Composantes motivationnelles et affectives

La valeur de cette activité d’apprentissage n’est pas clairement identifiée par les trois élèves. S’ils n’y voient qu’une manière de faire de bonnes notes, ou de se faire moins réprimander, et que malgré leurs efforts ils ne sont pas récompensés par de bons résultats, voilà de quoi faire chuter une partie de leur motivation et baisser leur ardeur à développer une forme d’autonomie scolaire. D’autre part, leur manière de donner du sens à cet apprentissage à court terme peut aussi expliquer un manque de motivation.

Ensuite, les élèves ont tous les trois exprimé leur impression de ne pas se sentir très capables d’apprendre ces mots ou d’effectuer les exercices qui les accompagnent.
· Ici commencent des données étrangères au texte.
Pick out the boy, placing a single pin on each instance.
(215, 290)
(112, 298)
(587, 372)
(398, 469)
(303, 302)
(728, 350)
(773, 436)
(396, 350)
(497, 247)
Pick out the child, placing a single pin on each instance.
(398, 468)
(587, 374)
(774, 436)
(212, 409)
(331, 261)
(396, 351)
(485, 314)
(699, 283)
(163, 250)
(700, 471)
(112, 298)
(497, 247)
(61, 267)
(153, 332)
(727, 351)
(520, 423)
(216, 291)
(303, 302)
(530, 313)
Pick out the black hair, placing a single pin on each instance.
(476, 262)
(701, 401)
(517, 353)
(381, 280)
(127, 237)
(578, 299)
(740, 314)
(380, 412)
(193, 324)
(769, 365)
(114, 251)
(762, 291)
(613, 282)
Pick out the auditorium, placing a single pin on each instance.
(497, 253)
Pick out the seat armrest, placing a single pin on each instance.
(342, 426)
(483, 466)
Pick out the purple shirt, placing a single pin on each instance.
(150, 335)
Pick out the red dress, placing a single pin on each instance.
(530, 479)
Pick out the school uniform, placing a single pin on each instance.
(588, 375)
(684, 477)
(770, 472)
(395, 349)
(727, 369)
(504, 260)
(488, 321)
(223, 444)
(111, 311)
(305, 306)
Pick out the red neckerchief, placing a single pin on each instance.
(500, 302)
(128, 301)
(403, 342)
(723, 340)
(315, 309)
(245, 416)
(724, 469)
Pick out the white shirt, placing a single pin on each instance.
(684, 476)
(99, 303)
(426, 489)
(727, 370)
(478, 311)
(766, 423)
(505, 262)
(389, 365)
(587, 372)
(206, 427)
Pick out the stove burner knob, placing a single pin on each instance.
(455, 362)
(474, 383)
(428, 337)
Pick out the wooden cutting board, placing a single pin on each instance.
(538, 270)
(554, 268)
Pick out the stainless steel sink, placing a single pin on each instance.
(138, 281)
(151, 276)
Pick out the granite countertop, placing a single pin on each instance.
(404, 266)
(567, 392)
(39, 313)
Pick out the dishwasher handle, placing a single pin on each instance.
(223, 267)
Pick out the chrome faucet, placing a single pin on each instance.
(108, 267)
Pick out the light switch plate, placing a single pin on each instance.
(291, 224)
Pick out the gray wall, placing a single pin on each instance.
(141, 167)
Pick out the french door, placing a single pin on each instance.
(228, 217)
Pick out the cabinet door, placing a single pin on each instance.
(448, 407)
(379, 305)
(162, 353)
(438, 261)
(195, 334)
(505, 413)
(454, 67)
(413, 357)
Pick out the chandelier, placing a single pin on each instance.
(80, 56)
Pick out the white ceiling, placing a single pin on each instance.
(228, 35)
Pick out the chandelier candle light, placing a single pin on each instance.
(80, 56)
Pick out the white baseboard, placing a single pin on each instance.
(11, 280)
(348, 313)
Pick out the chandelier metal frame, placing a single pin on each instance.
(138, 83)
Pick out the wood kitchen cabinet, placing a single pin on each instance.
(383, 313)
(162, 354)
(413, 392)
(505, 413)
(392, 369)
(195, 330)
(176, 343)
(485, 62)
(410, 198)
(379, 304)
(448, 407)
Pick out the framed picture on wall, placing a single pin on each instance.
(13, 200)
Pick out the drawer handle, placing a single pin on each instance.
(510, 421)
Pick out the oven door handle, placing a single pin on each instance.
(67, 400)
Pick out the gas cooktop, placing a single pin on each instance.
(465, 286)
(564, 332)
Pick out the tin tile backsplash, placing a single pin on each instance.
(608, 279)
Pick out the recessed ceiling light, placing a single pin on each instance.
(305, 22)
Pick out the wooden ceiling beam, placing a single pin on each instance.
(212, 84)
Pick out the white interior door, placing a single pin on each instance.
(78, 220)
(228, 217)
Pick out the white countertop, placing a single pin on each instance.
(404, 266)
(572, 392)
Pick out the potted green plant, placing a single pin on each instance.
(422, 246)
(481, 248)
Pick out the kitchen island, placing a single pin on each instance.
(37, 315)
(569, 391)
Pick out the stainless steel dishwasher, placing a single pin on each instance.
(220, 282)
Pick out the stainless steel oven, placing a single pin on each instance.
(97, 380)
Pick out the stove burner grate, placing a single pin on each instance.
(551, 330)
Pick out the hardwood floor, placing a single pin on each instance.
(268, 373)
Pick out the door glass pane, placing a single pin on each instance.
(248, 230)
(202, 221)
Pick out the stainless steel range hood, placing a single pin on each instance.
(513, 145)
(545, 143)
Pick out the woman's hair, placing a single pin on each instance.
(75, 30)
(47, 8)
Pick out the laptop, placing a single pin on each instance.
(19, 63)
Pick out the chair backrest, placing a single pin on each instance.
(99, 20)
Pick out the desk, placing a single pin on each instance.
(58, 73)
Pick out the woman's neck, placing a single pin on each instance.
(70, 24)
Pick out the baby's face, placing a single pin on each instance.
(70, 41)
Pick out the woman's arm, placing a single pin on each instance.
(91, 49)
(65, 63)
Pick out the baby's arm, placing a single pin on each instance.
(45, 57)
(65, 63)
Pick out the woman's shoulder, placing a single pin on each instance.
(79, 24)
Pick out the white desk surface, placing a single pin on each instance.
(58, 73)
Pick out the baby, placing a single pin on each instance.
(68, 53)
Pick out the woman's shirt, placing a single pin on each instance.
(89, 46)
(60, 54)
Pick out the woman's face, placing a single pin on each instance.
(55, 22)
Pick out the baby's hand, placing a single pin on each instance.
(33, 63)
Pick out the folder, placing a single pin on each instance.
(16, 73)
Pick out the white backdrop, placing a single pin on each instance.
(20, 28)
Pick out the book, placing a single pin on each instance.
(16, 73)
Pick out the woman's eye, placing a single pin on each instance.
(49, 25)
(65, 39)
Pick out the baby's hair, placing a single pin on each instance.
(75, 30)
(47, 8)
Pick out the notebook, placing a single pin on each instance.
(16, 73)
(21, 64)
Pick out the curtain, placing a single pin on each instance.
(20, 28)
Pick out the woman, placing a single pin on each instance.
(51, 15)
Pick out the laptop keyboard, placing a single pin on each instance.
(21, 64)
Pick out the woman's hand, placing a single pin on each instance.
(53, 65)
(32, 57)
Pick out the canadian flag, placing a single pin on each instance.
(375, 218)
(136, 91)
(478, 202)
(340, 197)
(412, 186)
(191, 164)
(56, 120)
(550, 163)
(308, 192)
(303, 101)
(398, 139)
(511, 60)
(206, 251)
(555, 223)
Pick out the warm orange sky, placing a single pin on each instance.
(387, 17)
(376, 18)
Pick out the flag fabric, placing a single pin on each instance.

Pour finir, deux enfants disent ne pas oser demander d’allègement et le troisième raconte qu’il doit obéir immédiatement à son père quand celui-ci crie qu’il doit faire ses devoirs.

Ces différents points évoquent les trois piliers décrits par Viau (2009) lorsqu’il développe les sources motivationnelles : la perception de la valeur d’une activité, la perception qu’a l’élève de

sa compétence et la perception de contrôlabilité. Dans ce travail de recherche, ces différentes

perceptions sont à considérer dans un contexte spécifique, c'est-à-dire se rattachant à une activité particulière – l’apprentissage de mots à la maison – et non général. Ces dimensions méritent d’être questionnées lors du choix et de la planification des devoirs par l’enseignante. Les attributions causales décrites par les acteurs sont internes ou externes (Vianin, 2014). Elles sont internes lorsque les élèves disent ne pas avoir assez travaillé. Ils reconnaissent implicitement avoir une marge de progression mais disent aussi ne pas savoir comment faire autrement. L’allusion de la maman de Luc aux troubles “dys“ de son fils relève aussi d’une attribution interne pour laquelle elle « met en place les choses petit à petit pour qu’il se sente

à l’aise ». Elles sont externes lorsque les élèves disent qu’il y a trop de mots à apprendre ou

que Julien dit « tiens, il y a quatre fautes qui sont apparues » ou que son papa dit que son fils

« s’est fait avoir par la grammaire ». Toutefois, toutes les causes nommées semblent posséder

des caractéristiques “contrôlables“ (sous le pouvoir de l’élève) et “modifiables“ (ou “passagère“), ce qui dénote des possibilités de progression. Vianin (2014) insiste sur « l’apprentissage des stratégies efficaces [qui permettent] à l’enfant de retrouver du pouvoir sur ce qui lui arrive et le contrôle de la situation » (p. 38). Ce conseil a tout son sens également dans le contexte du soutien à l’autonomisation des élèves dans le cadre de leur travail à domicile.

Quant aux états émotionnels ressentis par les élèves lors de leurs devoirs, ces derniers décrivent de l’inattention, de la frustration à ne pas pouvoir faire autre chose de plus intéressant, un manque d’intérêt et parfois du découragement. Zoé dit aimer ce travail, alors que sa maman la décrit plutôt comme angoissée, énervée ou même parfois affolée.

Ces ressentis, ainsi que les composantes motivationnelles, font partie des dimensions à prendre en compte dans l’analyse du développement de l’autonomie des élèves dans le contexte de l’étude, comme le propose Tassinari (2012).